C API samples

This section will explain how to use nvImageCodec C API in ten quick steps to encode or decode image. The API details will be covered in the next section.


All nvImageCodec APIs should return NVIMGCODEC_STATUS_SUCCESS. The results may not be valid otherwise.

Single image decode

  1. Initialize the library and creating library instance handle

nvimgcodecInstance_t instance;
nvimgcodecInstanceCreateInfo_t instance_create_info{NVIMGCODEC_STRUCTURE_TYPE_INSTANCE_CREATE_INFO, sizeof(nvimgcodecInstanceCreateInfo_t), 0};
instance_create_info.load_builtin_modules = 1;
instance_create_info.load_extension_modules = 1;
instance_create_info.create_debug_messenger = 1;

nvimgcodecInstanceCreate(&instance, &instance_create_info);

2. Create code stream which abstracts the source of compressed bitstream. Lets start with creating nvimgcodecCodeStream_t from file.
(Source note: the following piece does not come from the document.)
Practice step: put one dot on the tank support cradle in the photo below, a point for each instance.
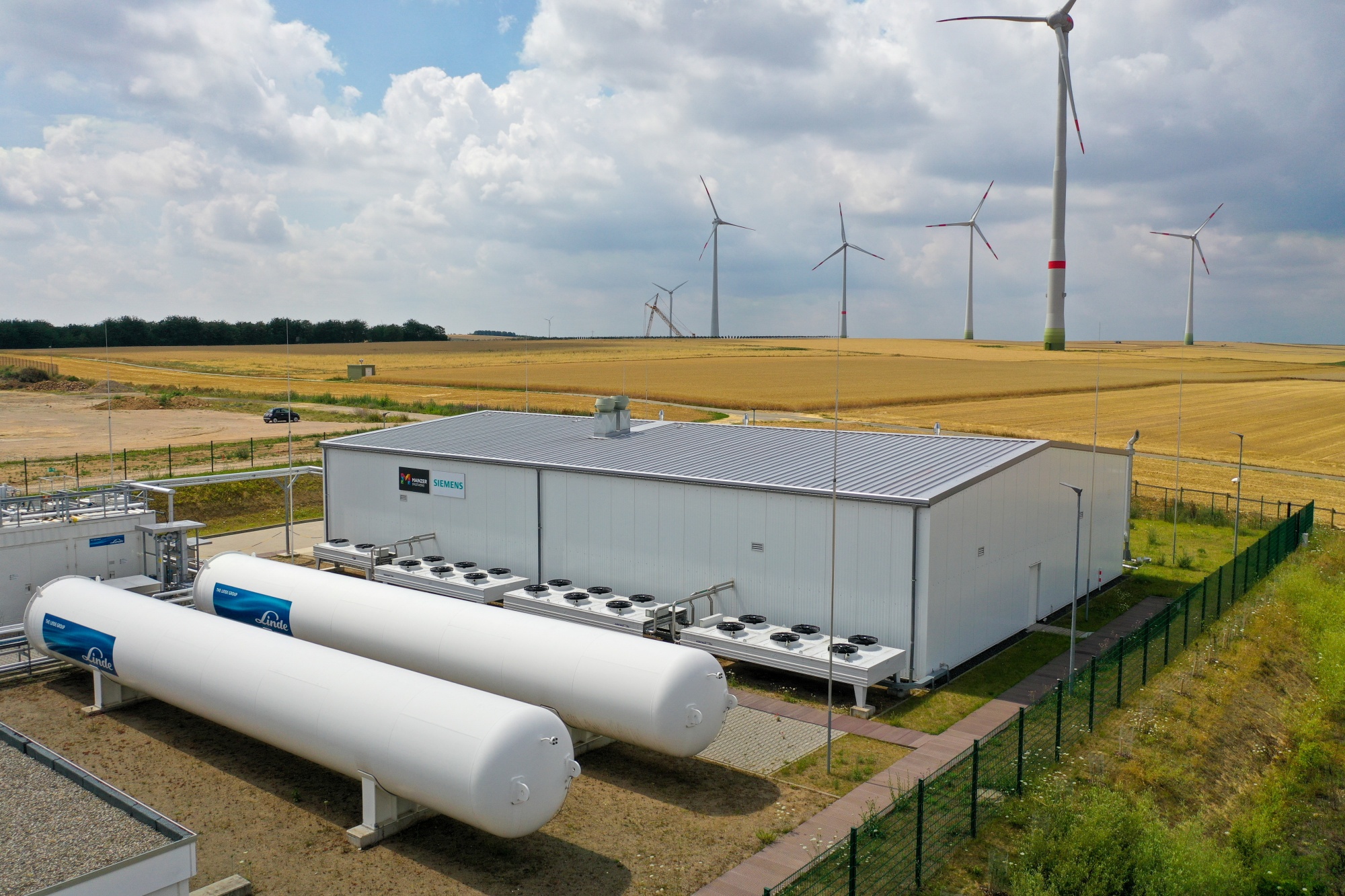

nvimgcodecCodeStream_t code_stream;
nvimgcodecCodeStreamCreateFromFile(instance, &code_stream, "./test.jpg")

3. Get image information about compressed image by getting nvimgcodecImageInfo_t` from Code Stream. This operation will do minimal parsing of the compressed bitstream but without decoding it.

nvimgcodecImageInfo_t input_image_info{NVIMGCODEC_STRUCTURE_TYPE_IMAGE_INFO, sizeof(nvimgcodecImageInfo_t), 0};
nvimgcodecCodeStreamGetImageInfo(code_stream, &image_info);

std::cout << "Input image info: " << std::endl;
std::cout << "\t - width:" << input_image_info.plane_info[0].width << std::endl;
std::cout << "\t - height:" << input_image_info.plane_info[0].height << std::endl;
std::cout << "\t - components:" << input_image_info.num_planes << std::endl;
std::cout << "\t - codec:" << input_image_info.codec_name << std::endl;

4. Allocate output memory on the device, and specify requested output image information. The below snippet demonstrates initialization of nvimgcodecImageInfo_t for an 8 bit, SRGB, 3 channel image in planar format, without chroma subsampling and output buffer in strided device memory.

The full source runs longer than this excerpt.